Economically, we are significantly better than we were 2 years ago but short of where we need to be. The stock market and real estate are at record highs, foreign investments are flowing in albeit selectively, our banking system is sound, our fiscal situation is improving and we could soon earn an investment grade rating.
Yet that is not enough. We are uncompetitive in manufacturing, there is little value added in our exports and extractive resources, our infrastructure is decaying (witness the power situation in the south and the state of our airports), our educational system cannot cope with the increasing demands for skilled manpower. The number of unemployed and underemployed continues to grow as does the income inequality. The only beneficiaries of the economic surge have been the wealthy.
We have eradicated big time corruption –the ZTE, DBP/Philex and MRT muggings- but it remains an everyday occurrence for the man in the street. Justice is still subject to influence and the highest bidder. I have personal experience of this.

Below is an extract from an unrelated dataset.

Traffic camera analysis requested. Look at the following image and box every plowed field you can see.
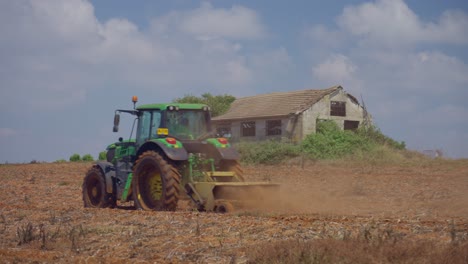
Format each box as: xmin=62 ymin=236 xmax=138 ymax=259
xmin=0 ymin=160 xmax=467 ymax=263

Despite the fanfare, corruption in the bureaucracy is unabated. Like the iceberg that sank the Titanic, 90% of corruption is hidden underwater. The most notable example is in the Dept. of Education where purchasing and moneyflows are controlled by syndicates. In a story that could soon surface, the Department has stopped remitting salary deductions to at least one financial institution with teacher loans, threatening to push it into banruptcy.

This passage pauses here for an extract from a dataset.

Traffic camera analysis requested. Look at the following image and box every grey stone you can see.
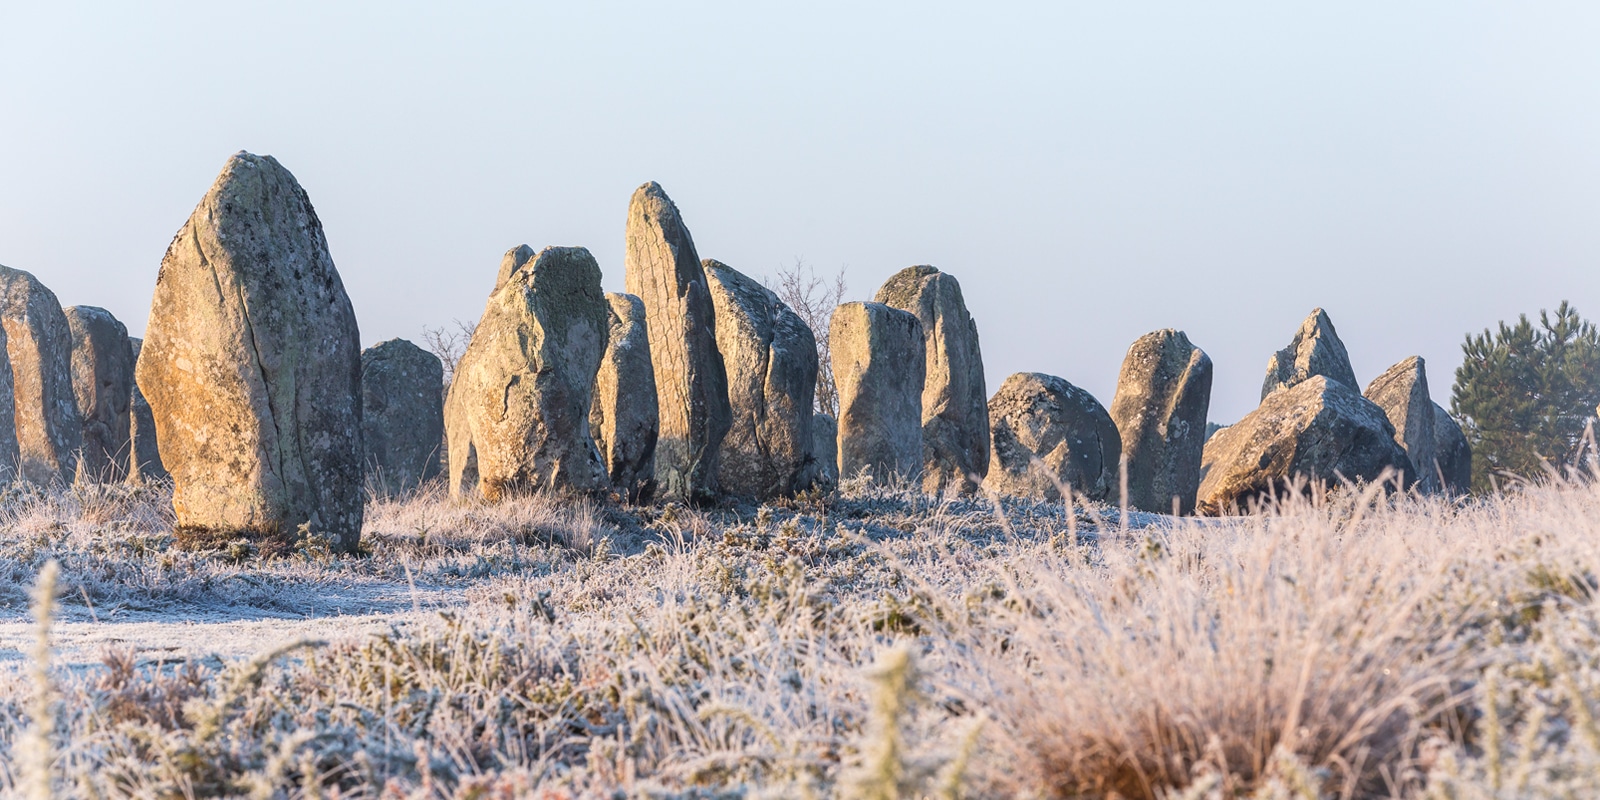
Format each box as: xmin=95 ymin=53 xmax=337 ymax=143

Not much has changed in our political culture. The line-ups for next year’s elections show that family dynasties and money are still the driving forces. The Ampatuans and corporate criminals are still out in the streets, protected by influence and expensive lawyers.
All this explains why, despite the headlines about our improved economy and governance, the President’s poll numbers are declining. The Filipino does not see the Government as relevant to him and when he does it is its ugly side.
The President’s State of the Nation is due in July. We hope it will not be an ode to the Administration’s achievements but a detailed prescription for the future. We hope it will not be a compendium of platitudes but a checklist of things to do and how to do it.